When congressmen or their staff members travel overseas, describing that experience as being "inside a bubble" does not do it justice. They are met, escorted, control-officered, protected, briefed, introduced, coddled, dined-out, and expense-accounted to a fair-thee-well all the way to "wheels-up." And all by FSOs. We so want to make a good impression on our congressional visitors, after all our Department is the one without much of a natural "consituency" back home, but we do ourselves something of a disservice when we make it look too easy to our visiting fireman."

TSB says that he "like to see someone correct the American public's perception of embassy life. Some sort of Foreign Service Truth Squad that could fill in the picture of what life is like in all those places where our diplomats work out of ratty hovels rather than palatial surroundings. He rightly refers to some of the places we serve as "hell holes." Yes, we usually get housed in some of the best housing available at post, but if the best housing is a hovel (or in Iraq, a shipping container), guess what you get housed in. I had a marine tell me of his serve at one Embassy where he literally fell through the floor of the decrepit building. Guess what post housing there looks like? My housing at my last post was decent (though I did regularly get trapped in my elevator, once for more than 30 minutes while it repeatedly went up and down from the basement to the seventh floor), but our consulate (which we had rented more than 50 years ago) was a health and security hazard. And my partner returned from her last post with pollution-induced asthma.

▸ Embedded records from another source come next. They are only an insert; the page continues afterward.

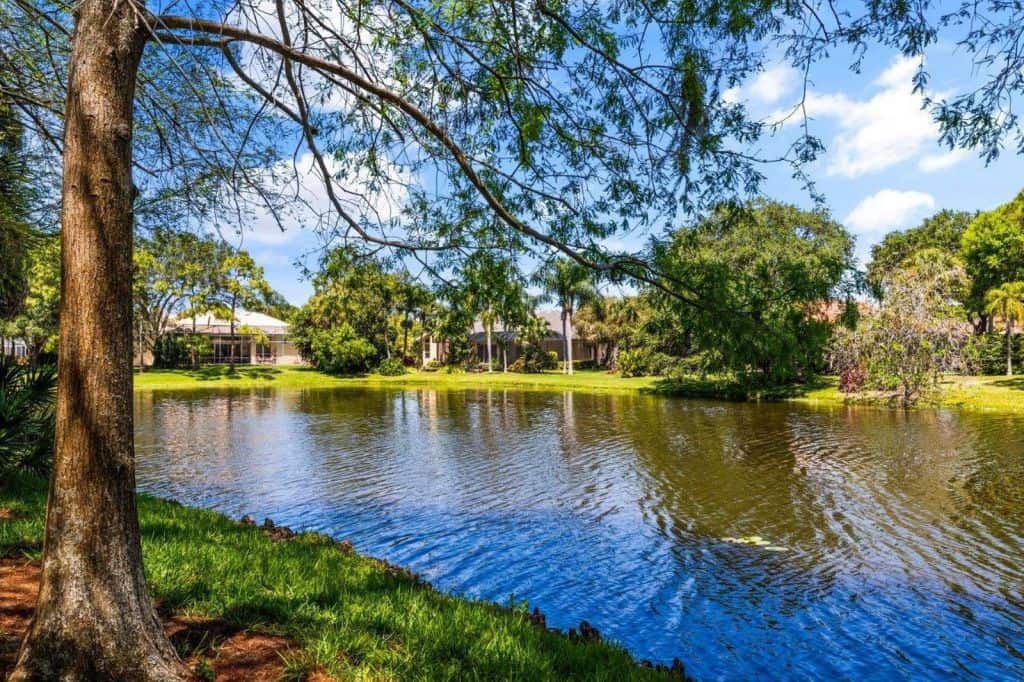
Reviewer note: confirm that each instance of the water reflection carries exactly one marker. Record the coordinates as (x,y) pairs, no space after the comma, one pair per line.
(890,542)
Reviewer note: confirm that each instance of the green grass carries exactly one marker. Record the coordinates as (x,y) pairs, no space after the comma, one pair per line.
(297,377)
(350,614)
(981,393)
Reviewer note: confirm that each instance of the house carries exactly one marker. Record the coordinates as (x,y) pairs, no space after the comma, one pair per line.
(15,348)
(435,349)
(259,339)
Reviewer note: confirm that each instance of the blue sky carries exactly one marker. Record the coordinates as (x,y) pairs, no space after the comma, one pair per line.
(883,168)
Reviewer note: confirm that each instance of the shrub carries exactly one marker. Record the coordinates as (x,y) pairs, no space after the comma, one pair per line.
(341,350)
(27,416)
(169,352)
(986,353)
(176,350)
(391,367)
(645,363)
(535,359)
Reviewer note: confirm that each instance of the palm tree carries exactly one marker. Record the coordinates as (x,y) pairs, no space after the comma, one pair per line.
(1006,301)
(569,285)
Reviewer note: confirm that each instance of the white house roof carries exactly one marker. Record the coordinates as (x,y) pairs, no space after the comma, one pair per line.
(553,317)
(209,324)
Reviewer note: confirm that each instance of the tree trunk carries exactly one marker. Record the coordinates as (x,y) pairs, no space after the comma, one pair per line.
(565,345)
(1010,348)
(567,329)
(235,342)
(94,620)
(488,347)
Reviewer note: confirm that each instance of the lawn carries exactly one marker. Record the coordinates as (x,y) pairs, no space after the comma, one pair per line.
(984,393)
(350,616)
(300,377)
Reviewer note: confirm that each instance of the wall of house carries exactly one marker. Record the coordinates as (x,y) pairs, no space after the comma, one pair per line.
(279,351)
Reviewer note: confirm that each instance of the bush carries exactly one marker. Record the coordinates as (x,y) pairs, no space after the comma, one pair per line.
(27,416)
(535,359)
(986,353)
(341,350)
(176,350)
(391,367)
(169,352)
(645,363)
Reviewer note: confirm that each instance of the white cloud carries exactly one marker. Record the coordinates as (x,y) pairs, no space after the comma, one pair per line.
(888,127)
(887,210)
(309,207)
(937,162)
(766,88)
(770,85)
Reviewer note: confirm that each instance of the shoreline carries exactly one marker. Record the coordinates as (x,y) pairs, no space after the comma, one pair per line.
(339,612)
(968,393)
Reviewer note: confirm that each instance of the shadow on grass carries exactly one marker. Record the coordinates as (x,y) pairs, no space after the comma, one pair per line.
(221,372)
(1014,383)
(728,388)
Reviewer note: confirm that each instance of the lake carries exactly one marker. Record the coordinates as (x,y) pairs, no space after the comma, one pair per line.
(776,541)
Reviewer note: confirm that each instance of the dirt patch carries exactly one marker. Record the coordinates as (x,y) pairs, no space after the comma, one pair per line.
(211,648)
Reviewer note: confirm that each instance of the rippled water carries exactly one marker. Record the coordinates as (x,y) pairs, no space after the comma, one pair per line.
(902,533)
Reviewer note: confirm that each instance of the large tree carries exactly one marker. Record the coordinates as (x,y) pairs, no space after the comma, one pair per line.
(942,230)
(992,248)
(1007,301)
(568,285)
(562,122)
(762,279)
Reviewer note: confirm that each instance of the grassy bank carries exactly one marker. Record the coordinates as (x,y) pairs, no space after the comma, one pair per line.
(351,616)
(284,377)
(982,393)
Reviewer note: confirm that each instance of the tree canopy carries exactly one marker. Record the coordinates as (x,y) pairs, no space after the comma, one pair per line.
(942,230)
(993,250)
(761,280)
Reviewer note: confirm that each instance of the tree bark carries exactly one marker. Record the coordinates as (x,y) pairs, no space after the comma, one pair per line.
(487,327)
(567,331)
(1010,348)
(94,620)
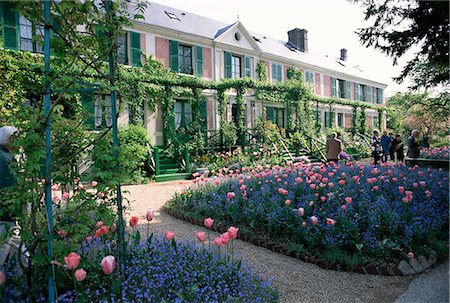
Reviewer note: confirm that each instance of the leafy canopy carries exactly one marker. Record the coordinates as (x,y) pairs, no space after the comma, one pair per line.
(399,26)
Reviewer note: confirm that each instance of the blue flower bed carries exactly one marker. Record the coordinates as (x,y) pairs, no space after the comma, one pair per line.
(353,213)
(162,271)
(438,153)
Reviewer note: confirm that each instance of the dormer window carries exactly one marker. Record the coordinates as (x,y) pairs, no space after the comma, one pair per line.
(172,16)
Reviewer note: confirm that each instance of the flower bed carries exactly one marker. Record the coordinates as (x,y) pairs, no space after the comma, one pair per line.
(157,271)
(351,215)
(439,153)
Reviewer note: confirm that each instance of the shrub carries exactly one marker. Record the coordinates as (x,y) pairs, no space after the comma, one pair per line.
(161,271)
(133,154)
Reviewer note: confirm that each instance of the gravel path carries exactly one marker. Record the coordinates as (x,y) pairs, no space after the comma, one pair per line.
(297,281)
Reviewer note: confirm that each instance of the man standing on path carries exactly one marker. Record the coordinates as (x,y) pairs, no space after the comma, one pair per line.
(333,148)
(386,142)
(413,145)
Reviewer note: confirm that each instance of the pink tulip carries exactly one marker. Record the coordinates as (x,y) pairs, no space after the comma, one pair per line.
(169,235)
(133,221)
(2,278)
(225,238)
(108,264)
(80,274)
(62,233)
(218,241)
(301,211)
(201,236)
(232,232)
(149,215)
(72,260)
(231,195)
(208,222)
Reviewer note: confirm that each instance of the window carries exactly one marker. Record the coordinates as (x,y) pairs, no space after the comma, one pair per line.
(183,113)
(378,95)
(122,49)
(235,67)
(25,34)
(185,59)
(248,66)
(340,88)
(375,121)
(102,111)
(329,119)
(309,77)
(340,119)
(276,115)
(277,72)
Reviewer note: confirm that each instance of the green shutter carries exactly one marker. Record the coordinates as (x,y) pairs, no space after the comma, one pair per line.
(368,94)
(333,87)
(347,90)
(356,90)
(173,51)
(247,67)
(227,65)
(87,102)
(10,19)
(270,114)
(199,61)
(204,116)
(135,48)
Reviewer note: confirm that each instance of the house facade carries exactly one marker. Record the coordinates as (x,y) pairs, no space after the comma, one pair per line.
(194,45)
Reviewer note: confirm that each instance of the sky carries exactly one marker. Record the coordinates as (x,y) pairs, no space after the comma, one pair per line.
(331,25)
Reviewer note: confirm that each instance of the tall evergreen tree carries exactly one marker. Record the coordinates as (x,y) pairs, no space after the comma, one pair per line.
(400,25)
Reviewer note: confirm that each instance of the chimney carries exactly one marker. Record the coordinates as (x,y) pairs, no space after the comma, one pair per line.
(299,39)
(343,54)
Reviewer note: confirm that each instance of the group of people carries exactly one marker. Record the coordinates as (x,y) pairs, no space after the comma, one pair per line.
(383,147)
(388,145)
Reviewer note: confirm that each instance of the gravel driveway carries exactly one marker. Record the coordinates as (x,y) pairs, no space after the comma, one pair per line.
(297,281)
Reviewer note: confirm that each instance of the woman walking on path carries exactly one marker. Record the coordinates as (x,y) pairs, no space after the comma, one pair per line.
(377,149)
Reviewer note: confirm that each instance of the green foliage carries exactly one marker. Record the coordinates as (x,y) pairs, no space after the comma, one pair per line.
(399,26)
(129,168)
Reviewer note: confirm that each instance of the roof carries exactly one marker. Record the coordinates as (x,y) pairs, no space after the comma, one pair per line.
(185,22)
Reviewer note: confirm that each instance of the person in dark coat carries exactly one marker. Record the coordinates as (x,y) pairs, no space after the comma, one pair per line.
(399,151)
(413,145)
(392,148)
(375,143)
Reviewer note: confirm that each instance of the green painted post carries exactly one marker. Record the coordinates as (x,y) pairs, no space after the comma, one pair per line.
(157,164)
(112,69)
(186,158)
(48,159)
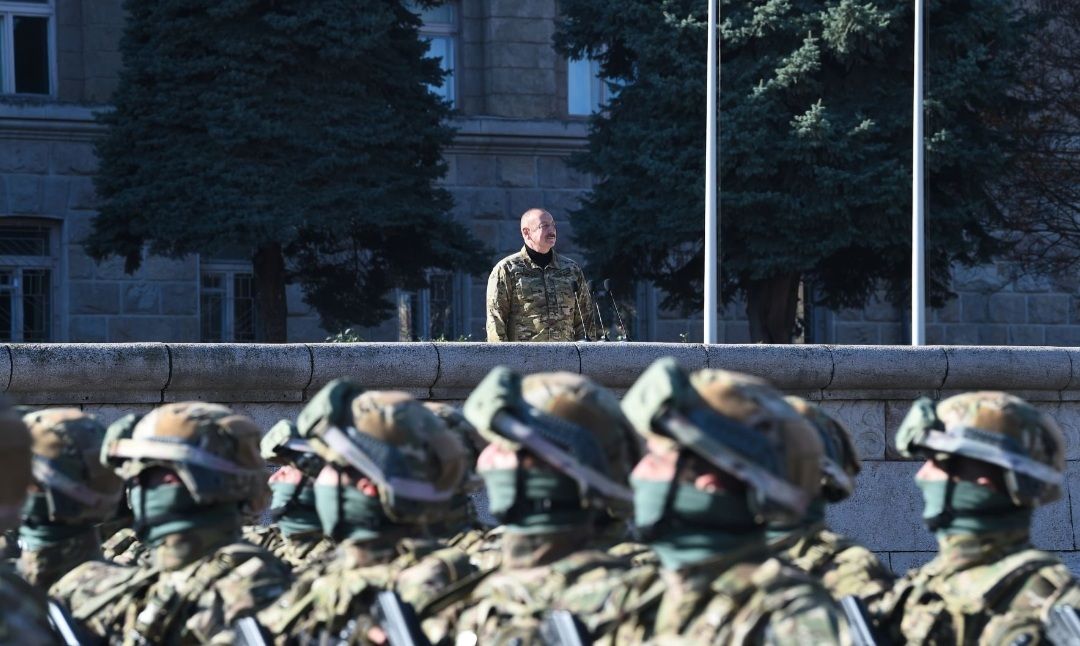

Most of the places we serve are far from the western European posts where Senators like to visit. TSB notes: "Having seen the U.S. embassy offices and houses in Bangui, [Central African Republic] and experienced the difficulties and uncertainties of simply getting there and back, I can assure my fellow Americans that Senator Coburn's lowliest intern wouldn't want to trade life styles with the most senior diplomat there, even with the housing allowance. Much less would he want to trade places with the diplomats in the hot-spot that I was happy to drive away from at high speed last week."


Or as CAA says:
"As for the lowly interns.... I've met just one or two of those over the years who seem to still be nursing a grudge that they didn't pass the FS exam.

I'm just saying....."

Me too.

1 comment:

Consul-At-Arms said...


Nice "mash-up" of our two posts.

I do have to say that, when it comes to the congressional staff who do constituent services (who the ones most likely to contact a consular officer abroad in connection with something of interest to one of that congressman's constituents) are generally first-rate. They are interested in, within the law, providing assistance and customer service to (usually) American citizens, the same people who are a consular officer's first priority as well.

Sometimes some congressmen stretch their idea of who's a constituent well past citizens and legal residents to include even illegal aliens residing in their districts, but from a Constitutional standpoint I can kind of see their point.

If only more of the staff people advising their congressmen about the Foreign Service were those constituent service people whom we assist on a regular basis, rather than some politically-frustrated wannabe.